I'm trying to use CountVectorizer() with Pipeline and ColumnTransformer. Because CountVectorizer() produces sparse matrix, I used FunctionTransformer to ensure the ColumnTransformer can hstack correctly when putting together the resulting matrix.
import pandas as pd
from sklearn.impute import SimpleImputer
from sklearn.preprocessing import OneHotEncoder, FunctionTransformer
from sklearn.compose import ColumnTransformer
from sklearn.feature_extraction.text import CountVectorizer
from sklearn.pipeline import Pipeline
from typing import Callable
# Dataset
df = pd.DataFrame([['a', 'Hi Tom', 'It is hot', 1],
['b', 'How you been Tom', 'hot coffee', 2],
['c', 'Hi you', 'I want some coffee', 3]],
columns=['col_for_ohe', 'col_for_countvectorizer_1', 'col_for_countvectorizer_2', 'num_col'])

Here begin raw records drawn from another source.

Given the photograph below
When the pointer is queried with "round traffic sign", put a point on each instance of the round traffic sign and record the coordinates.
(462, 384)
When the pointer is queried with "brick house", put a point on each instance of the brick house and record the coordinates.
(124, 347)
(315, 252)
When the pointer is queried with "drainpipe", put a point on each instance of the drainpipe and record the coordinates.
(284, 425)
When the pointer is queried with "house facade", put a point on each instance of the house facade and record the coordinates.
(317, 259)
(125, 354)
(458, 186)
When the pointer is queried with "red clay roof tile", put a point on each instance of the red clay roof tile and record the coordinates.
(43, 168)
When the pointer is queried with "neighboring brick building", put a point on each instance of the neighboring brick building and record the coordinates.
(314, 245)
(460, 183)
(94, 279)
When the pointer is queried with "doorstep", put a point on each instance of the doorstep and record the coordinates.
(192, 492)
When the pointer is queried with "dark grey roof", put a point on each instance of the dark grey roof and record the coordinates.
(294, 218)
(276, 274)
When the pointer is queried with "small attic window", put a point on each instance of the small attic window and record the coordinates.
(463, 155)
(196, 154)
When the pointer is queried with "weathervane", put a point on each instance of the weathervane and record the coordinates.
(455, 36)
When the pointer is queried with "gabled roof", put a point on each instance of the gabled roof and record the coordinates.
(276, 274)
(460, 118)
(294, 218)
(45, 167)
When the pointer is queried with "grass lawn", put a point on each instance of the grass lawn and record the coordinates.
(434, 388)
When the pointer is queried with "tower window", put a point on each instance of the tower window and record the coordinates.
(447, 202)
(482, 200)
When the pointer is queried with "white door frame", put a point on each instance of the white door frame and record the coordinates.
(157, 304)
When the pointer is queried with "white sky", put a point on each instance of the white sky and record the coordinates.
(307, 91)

# Use FunctionTransformer to ensure dense matrix
def tf_text(X, vectorizer_tf: Callable):
X_vect_ = vectorizer_tf.fit_transform(X)
return X_vect_.toarray()
tf_transformer = FunctionTransformer(tf_text, kw_args={'vectorizer_tf': CountVectorizer()})

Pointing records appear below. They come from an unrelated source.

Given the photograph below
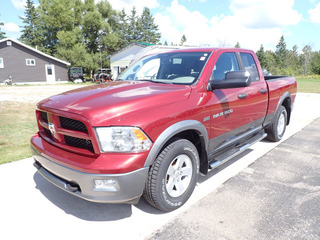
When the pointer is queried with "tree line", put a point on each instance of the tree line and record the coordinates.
(290, 62)
(84, 33)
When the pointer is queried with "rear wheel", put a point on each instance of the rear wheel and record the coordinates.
(173, 176)
(277, 129)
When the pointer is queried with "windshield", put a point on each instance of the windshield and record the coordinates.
(75, 70)
(175, 68)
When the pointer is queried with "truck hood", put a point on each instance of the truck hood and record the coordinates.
(105, 104)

# Transformation Pipelines
tf_transformer_pipe = Pipeline(
steps = [('imputer', SimpleImputer(strategy='constant', fill_value='missing')),
('tf', tf_transformer)])
ohe_transformer_pipe = Pipeline(
steps = [('imputer', SimpleImputer(strategy='constant', fill_value='missing')),
('ohe', OneHotEncoder(handle_unknown='ignore', sparse=False))])
transformer = ColumnTransformer(transformers=[
('cat_ohe', ohe_transformer_pipe, ['col_for_ohe']),
('cat_tf', tf_transformer_pipe, ['col_for_countvectorizer_1', 'col_for_countvectorizer_2'])
], remainder='passthrough')
transformed_df = transformer.fit_transform(df)
I get AttributeError: 'numpy.ndarray' object has no attribute 'lower.' I've seen this question and suspect CountVectorizer() is the culprit but not sure how to solve it (previous question doesn't use ColumnTransformer). I stumbled upon a DenseTransformer that I wish I could use instead of FunctionTransformer but unfortunately it is not supported in my company.